Basically, your current code caused a row to be selected/focused but not a specific cell in that row. Thus when you tried to enter "edit mode" there was no way to determine which cell to target. I would consider the NPE to be a bug. Not sure what's meant to happen when no column is selected/focused, but the control's behavior should handle that case gracefully.

If interested, below was my debugging process.


Here's the code responsible for the NPE:

protected void activate(KeyEvent e) {
    TableSelectionModel sm = getSelectionModel();
    if (sm == null) return;

    TableFocusModel fm = getFocusModel();
    if (fm == null) return;

    TablePositionBase<TC> cell = getFocusedCell();
    sm.select(cell.getRow(), cell.getTableColumn());
    setAnchor(cell);

    // check if we are editable
    boolean isEditable = isControlEditable() && cell.getTableColumn().isEditable();

    // edit this row also
    if (isEditable && cell.getRow() >= 0) {
        editCell(cell.getRow(), cell.getTableColumn());
        e.consume();
    }
}

Specifically, this is the problematic line:

boolean isEditable = isControlEditable() && cell.getTableColumn().isEditable();

Which means either cell is null or getTableColumn() is returning null. After some debugging with the help of JEP 358: Helpful NullPointerExceptions we know it's the latter:

Exception in thread "JavaFX Application Thread" java.lang.NullPointerException: Cannot invoke "javafx.scene.control.TableColumnBase.isEditable()" because the return value of "javafx.scene.control.TablePositionBase.getTableColumn()" is null
    at javafx.controls/com.sun.javafx.scene.control.behavior.TableViewBehaviorBase.activate(TableViewBehaviorBase.java:898)

If getTableColumn() is returning null then that means that, as far as the focus model is concerned, there is no column focused and thus no specific cell is focused.
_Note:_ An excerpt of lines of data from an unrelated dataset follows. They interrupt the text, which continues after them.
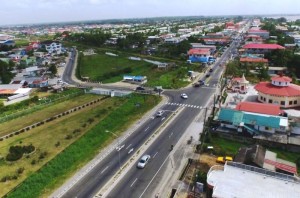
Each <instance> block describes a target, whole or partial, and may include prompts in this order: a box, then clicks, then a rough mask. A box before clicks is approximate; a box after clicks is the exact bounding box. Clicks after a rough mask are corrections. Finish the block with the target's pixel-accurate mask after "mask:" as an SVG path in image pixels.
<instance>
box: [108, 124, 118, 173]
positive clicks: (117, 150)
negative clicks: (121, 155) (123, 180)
mask: <svg viewBox="0 0 300 198" xmlns="http://www.w3.org/2000/svg"><path fill="white" fill-rule="evenodd" d="M105 132H106V133H111V134H113V135H114V136H115V137H116V138H118V146H117V147H118V148H119V150H117V151H118V153H119V154H118V155H119V170H121V156H120V151H121V149H120V139H119V136H118V135H116V134H115V133H114V132H111V131H108V130H106V131H105Z"/></svg>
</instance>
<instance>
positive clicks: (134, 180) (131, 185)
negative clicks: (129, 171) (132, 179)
mask: <svg viewBox="0 0 300 198" xmlns="http://www.w3.org/2000/svg"><path fill="white" fill-rule="evenodd" d="M136 180H137V178H135V180H134V181H133V182H132V184H131V185H130V188H131V187H132V186H133V184H134V183H135V182H136Z"/></svg>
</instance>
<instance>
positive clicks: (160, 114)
mask: <svg viewBox="0 0 300 198" xmlns="http://www.w3.org/2000/svg"><path fill="white" fill-rule="evenodd" d="M163 114H164V111H161V110H160V111H158V112H157V113H156V117H161V116H162V115H163Z"/></svg>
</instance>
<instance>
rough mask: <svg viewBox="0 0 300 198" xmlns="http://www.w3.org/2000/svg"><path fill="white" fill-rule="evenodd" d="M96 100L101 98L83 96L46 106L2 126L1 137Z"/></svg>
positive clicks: (1, 128) (0, 128)
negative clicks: (74, 107) (48, 117)
mask: <svg viewBox="0 0 300 198" xmlns="http://www.w3.org/2000/svg"><path fill="white" fill-rule="evenodd" d="M96 98H99V96H97V95H90V94H85V95H82V96H77V97H76V100H66V101H64V102H61V103H58V104H54V105H51V106H46V107H45V108H43V109H41V110H39V111H36V112H33V113H31V114H28V115H26V117H25V116H23V117H19V118H16V119H14V120H10V121H8V122H4V123H1V124H0V136H3V135H7V134H8V133H11V132H13V131H16V130H19V129H21V128H23V127H26V126H29V125H31V124H33V123H35V122H38V121H42V120H44V119H46V118H48V117H51V116H53V115H56V114H59V113H61V112H64V111H66V110H69V109H71V108H73V107H76V106H79V105H82V104H84V103H87V102H90V101H92V100H94V99H96Z"/></svg>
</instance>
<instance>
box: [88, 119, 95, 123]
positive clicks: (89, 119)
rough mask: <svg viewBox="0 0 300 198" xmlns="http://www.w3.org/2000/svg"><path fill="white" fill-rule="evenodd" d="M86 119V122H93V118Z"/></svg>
mask: <svg viewBox="0 0 300 198" xmlns="http://www.w3.org/2000/svg"><path fill="white" fill-rule="evenodd" d="M87 121H88V123H90V124H91V123H92V122H94V121H95V120H94V118H89V119H88V120H87Z"/></svg>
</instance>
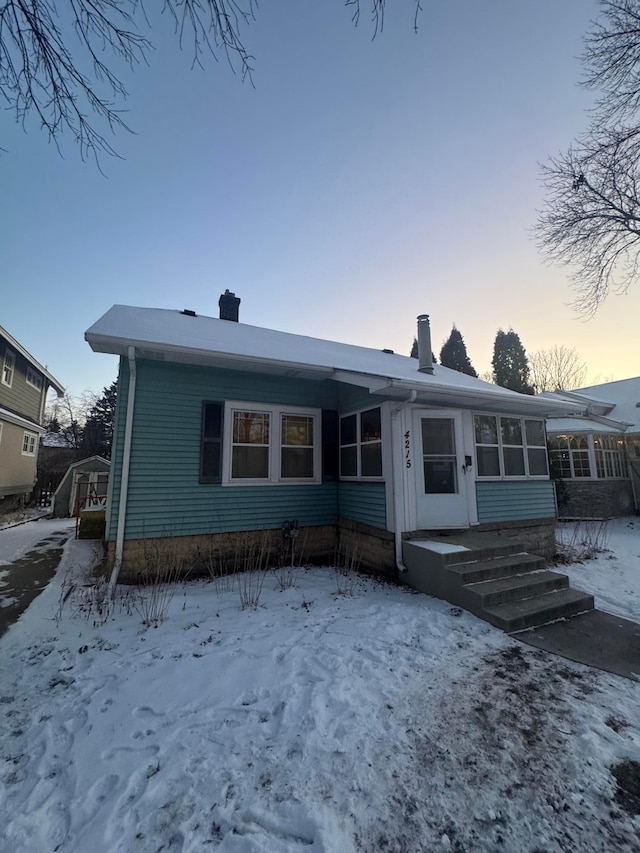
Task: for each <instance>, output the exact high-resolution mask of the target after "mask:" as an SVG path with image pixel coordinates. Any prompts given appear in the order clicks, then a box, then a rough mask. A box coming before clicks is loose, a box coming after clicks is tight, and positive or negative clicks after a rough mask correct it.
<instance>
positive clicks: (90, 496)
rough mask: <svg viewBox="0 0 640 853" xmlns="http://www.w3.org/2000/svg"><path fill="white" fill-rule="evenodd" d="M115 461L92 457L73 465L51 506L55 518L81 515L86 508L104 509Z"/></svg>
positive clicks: (98, 456)
mask: <svg viewBox="0 0 640 853" xmlns="http://www.w3.org/2000/svg"><path fill="white" fill-rule="evenodd" d="M110 467H111V463H110V462H109V460H108V459H103V458H102V456H90V457H88V459H80V460H79V461H78V462H74V463H73V464H72V465H69V467H68V469H67V471H66V473H65V475H64V477H63V478H62V480H61V481H60V485H59V486H58V488H57V489H56V491H55V494H54V496H53V501H52V505H51V515H53V516H54V518H65V517H67V516H72V517H73V516H77V515H79V513H80V511H81V510H83V509H98V508H101V509H104V507H105V506H106V501H107V485H108V482H109V468H110Z"/></svg>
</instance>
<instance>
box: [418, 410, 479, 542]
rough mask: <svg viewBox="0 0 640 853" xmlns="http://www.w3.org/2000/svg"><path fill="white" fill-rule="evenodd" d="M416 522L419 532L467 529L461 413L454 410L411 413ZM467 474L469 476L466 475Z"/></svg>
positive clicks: (467, 487)
mask: <svg viewBox="0 0 640 853" xmlns="http://www.w3.org/2000/svg"><path fill="white" fill-rule="evenodd" d="M414 435H415V437H416V442H415V443H416V461H417V462H418V465H417V466H416V467H417V470H416V500H417V506H416V521H417V527H418V529H419V530H433V529H445V528H461V527H468V526H469V505H468V500H467V490H468V488H471V484H469V487H468V486H467V481H471V479H472V475H471V473H470V466H468V465H467V463H470V461H471V460H470V459H467V458H465V455H464V441H463V427H462V414H461V412H456V411H454V410H437V411H430V410H425V409H422V410H418V411H415V412H414ZM468 471H469V473H467V472H468Z"/></svg>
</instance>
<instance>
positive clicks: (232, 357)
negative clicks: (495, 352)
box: [85, 305, 580, 417]
mask: <svg viewBox="0 0 640 853" xmlns="http://www.w3.org/2000/svg"><path fill="white" fill-rule="evenodd" d="M85 339H86V340H87V341H88V342H89V344H90V346H91V348H92V349H93V350H94V351H95V352H106V353H114V354H116V355H127V352H128V347H129V346H134V347H135V348H136V354H137V355H138V357H140V358H161V359H164V360H169V361H179V362H184V363H190V364H209V365H212V366H220V367H221V366H226V367H229V368H231V369H244V370H246V369H251V370H254V371H260V370H262V371H265V372H272V373H281V374H284V375H290V376H296V375H297V376H305V375H306V376H309V377H317V378H322V377H326V378H333V379H336V380H337V381H342V382H352V383H353V384H359V385H363V386H365V387H368V388H369V390H370V391H371V392H372V393H377V394H382V395H383V396H384V395H386V396H389V397H396V398H398V399H406V398H407V397H408V395H409V394H410V393H411V391H412V390H415V391H416V393H417V395H418V398H420V396H421V395H422V396H423V399H424V397H428V398H429V400H430V401H433V402H437V403H438V404H439V405H442V404H444V403H445V402H448V403H449V404H451V405H454V404H455V402H459V403H460V404H466V405H473V406H481V405H482V406H483V407H485V408H490V409H495V410H503V411H518V412H522V413H529V412H531V413H532V414H533V413H535V414H537V415H538V416H539V417H544V416H545V414H558V415H560V414H567V413H569V411H578V410H580V407H579V406H578V405H577V404H576V403H567V402H566V401H560V400H541V399H540V398H536V397H531V396H527V395H524V394H517V393H515V392H513V391H509V390H507V389H506V388H501V387H500V386H498V385H493V384H491V383H489V382H484V381H482V380H481V379H476V378H474V377H472V376H467V375H466V374H463V373H458V372H457V371H455V370H450V369H448V368H446V367H443V366H442V365H439V364H437V365H434V373H433V375H429V374H426V373H421V372H419V371H418V369H417V365H418V362H417V360H416V359H414V358H410V357H409V356H403V355H395V354H391V353H388V352H384V351H382V350H375V349H369V348H367V347H360V346H353V345H351V344H344V343H338V342H335V341H327V340H322V339H319V338H310V337H306V336H304V335H296V334H291V333H288V332H279V331H276V330H275V329H265V328H261V327H258V326H249V325H247V324H246V323H236V322H233V321H229V320H218V319H215V318H213V317H204V316H192V314H191V313H184V312H181V311H177V310H169V309H163V308H136V307H131V306H126V305H114V306H113V307H112V308H110V309H109V311H107V313H106V314H104V316H102V317H101V318H100V319H99V320H98V321H97V322H96V323H94V324H93V326H91V328H90V329H88V330H87V332H85ZM365 377H366V379H365Z"/></svg>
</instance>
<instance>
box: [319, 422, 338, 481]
mask: <svg viewBox="0 0 640 853" xmlns="http://www.w3.org/2000/svg"><path fill="white" fill-rule="evenodd" d="M338 453H339V449H338V413H337V412H335V411H333V410H332V409H323V410H322V479H323V480H324V481H329V482H333V481H335V480H337V479H338V458H339V456H338Z"/></svg>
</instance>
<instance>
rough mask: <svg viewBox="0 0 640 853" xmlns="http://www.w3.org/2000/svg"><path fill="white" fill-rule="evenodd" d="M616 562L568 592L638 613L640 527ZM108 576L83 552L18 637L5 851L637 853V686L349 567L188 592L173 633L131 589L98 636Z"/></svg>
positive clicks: (12, 649)
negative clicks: (92, 567)
mask: <svg viewBox="0 0 640 853" xmlns="http://www.w3.org/2000/svg"><path fill="white" fill-rule="evenodd" d="M41 523H42V522H38V524H41ZM50 524H55V523H54V522H50ZM629 525H633V526H629ZM28 527H29V525H25V526H24V527H23V528H22V529H24V530H25V534H24V535H25V536H27V529H28ZM14 530H15V529H14ZM4 533H5V532H3V531H0V542H1V539H2V536H3V535H4ZM14 535H15V533H14ZM12 547H13V546H12ZM608 547H609V548H610V549H611V551H610V552H609V553H605V554H602V555H599V556H598V557H596V558H595V559H593V560H590V561H588V563H584V564H582V565H577V566H568V567H567V568H568V570H569V572H570V574H571V576H572V581H573V582H574V583H575V584H576V585H578V586H582V587H583V588H585V589H592V590H593V591H594V592H595V594H596V597H597V600H598V604H599V605H600V606H601V607H602V608H604V609H610V610H612V611H613V612H617V613H620V614H622V615H627V616H633V615H635V616H636V617H637V616H638V610H637V609H635V610H634V608H637V604H638V601H639V600H640V568H639V567H640V559H639V558H638V555H639V554H640V523H639V522H638V521H637V520H635V521H633V520H626V521H622V522H620V523H618V522H615V523H613V524H612V526H611V532H610V536H609V541H608ZM96 559H97V555H96V551H95V546H94V545H93V543H90V542H78V541H74V540H70V541H69V542H68V543H67V544H66V546H65V553H64V556H63V560H62V563H61V565H60V568H59V570H58V572H57V575H56V578H55V579H54V581H53V582H52V583H51V584H50V585H49V587H48V588H47V589H46V590H45V592H44V593H43V594H42V595H41V596H40V597H39V598H38V599H37V600H36V601H35V602H34V603H33V604H32V605H31V606H30V608H29V610H28V611H27V612H26V613H25V614H24V615H23V616H22V617H21V618H20V620H19V622H18V623H17V624H16V625H15V626H13V627H12V628H11V629H10V630H9V632H8V633H7V634H6V635H5V636H4V637H3V638H2V640H0V656H1V665H0V719H1V720H2V731H1V740H0V744H1V762H0V774H1V784H2V793H1V795H0V849H1V850H2V851H5V850H6V851H11V853H50V851H59V853H135V851H140V852H141V853H159V851H172V853H177V851H184V853H187V851H189V853H196V851H197V853H201V851H207V850H217V851H223V853H297V852H298V851H303V850H304V851H316V853H319V852H320V851H321V852H322V853H351V851H365V853H378V851H395V853H414V851H416V853H417V851H466V853H475V851H480V852H481V853H484V851H486V853H489V851H491V853H493V852H494V851H507V853H511V852H512V851H513V853H542V851H545V853H555V851H613V850H615V851H638V850H639V849H640V818H639V817H637V816H635V817H634V816H632V815H631V814H629V813H627V812H626V811H625V810H624V809H622V808H621V807H620V805H619V804H618V802H617V801H616V799H615V795H616V787H615V782H614V778H613V776H612V775H611V773H610V771H609V767H610V766H611V765H613V764H614V763H616V762H619V761H621V760H624V759H631V760H635V761H638V760H640V714H639V712H638V708H639V707H640V682H633V681H629V680H626V679H623V678H619V677H617V676H614V675H609V674H607V673H603V672H600V671H596V670H591V669H589V668H587V667H583V666H580V665H578V664H572V663H570V662H568V661H566V660H563V659H561V658H557V657H554V656H552V655H549V654H547V653H545V652H542V651H540V650H537V649H532V648H530V647H528V646H525V645H522V644H520V643H518V642H517V641H515V640H512V639H510V638H509V637H507V636H505V635H504V634H502V633H501V632H500V631H498V630H496V629H494V628H492V627H490V626H489V625H487V624H486V623H484V622H482V621H480V620H478V619H476V618H475V617H473V616H471V615H469V614H467V613H464V612H461V611H460V610H458V609H456V608H452V607H451V606H450V605H448V604H446V603H445V602H441V601H438V600H435V599H431V598H428V597H426V596H423V595H419V594H414V593H412V592H410V591H407V590H404V589H400V588H396V587H393V586H390V585H386V584H383V583H379V582H376V581H373V580H368V579H363V578H357V579H354V578H353V577H346V578H345V577H342V576H338V575H336V573H335V572H334V571H333V570H332V569H310V570H305V569H300V570H298V571H297V572H295V574H294V576H293V578H292V579H293V580H294V585H293V586H290V587H288V588H285V589H281V588H280V587H282V586H286V582H287V580H288V579H289V578H287V577H284V576H282V577H280V579H278V577H277V576H276V575H275V574H273V573H269V574H267V576H266V578H265V579H264V584H263V587H262V591H261V594H260V601H259V606H258V608H257V609H256V610H253V609H244V610H243V609H241V607H240V595H239V590H238V584H237V583H236V588H235V589H229V588H228V587H229V583H228V582H225V583H224V584H223V583H221V582H218V584H216V583H214V582H204V581H193V582H191V583H188V584H186V585H184V586H183V585H180V586H177V587H176V589H175V595H174V596H173V598H172V599H171V601H170V603H169V610H168V614H167V618H166V619H165V620H164V621H163V622H161V624H160V625H159V626H158V627H156V628H154V627H144V625H143V624H142V620H141V613H142V612H143V610H142V606H141V603H140V599H139V597H138V594H137V593H136V592H135V591H134V590H133V589H131V588H130V589H128V590H124V593H122V594H121V595H120V598H119V606H118V607H117V608H116V610H115V612H114V613H113V614H112V615H111V616H110V618H109V619H108V620H107V621H106V622H105V623H104V624H100V620H99V619H98V618H96V613H95V611H91V612H89V608H88V602H89V599H90V596H88V595H87V588H83V587H82V583H83V581H86V579H87V578H88V574H89V570H90V568H91V566H92V565H93V564H94V563H95V561H96ZM279 580H280V581H281V583H280V584H279V583H278V581H279ZM240 589H241V590H244V592H247V588H246V586H241V587H240ZM65 596H66V601H65V602H64V603H63V601H62V599H63V598H65Z"/></svg>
The fix is to select/focus a specific row+column (i.e. cell) and not just an entire row.

Upvotes: 2

mike rodent
mike rodent

Reputation: 15632

Found the answer (or an answer). There is in fact a focus system internal to the TreeTableView... see getFocusModel(). It appears that changes in this are not picked up by Stage's focus owner mechanism:

stage.getScene().focusOwnerProperty().addListener( new ChangeListener(){
...

So what you have to do is make the internal focus model change whenever selection changes:

treeTableView.getSelectionModel().getSelectedItems().addListener(new ListChangeListener() {
    void onChanged(ListChangeListener.Change c) {
        TreeItem newSelectedItem = c.list.get(0);
        int row = treeTableView.getRow( newSelectedItem );
        treeTableView.getFocusModel().focus( row, treeTableView.getColumns().get(0) );
    }
}

There are one or two points to be made about this:

  1. I'm not entirely sure that c.list.get( 0 ) can always be guaranteed to deliver the newly selected item... and this is particularly true if selection mode is multiple selection
  2. I'm slightly surprised to find that even if you click on a cell in one of the table columns (i.e. columns 1, 2, 3...), as opposed to the tree column (column 0), you always seem to have a TreeItem from column 0 returned. In a normal table you can of course select a block of cells at random. I'm wondering now whether you can do this with this control, or whether all selection is really "row selection".
  3. I would have thought that the above functionality should be included in the default implementation of the class: surely it's not terribly good if a simple keyboard operation by someone who either hates using or can't use the mouse provokes a JavaFX exception (and also means that the edit operation doesn't happen).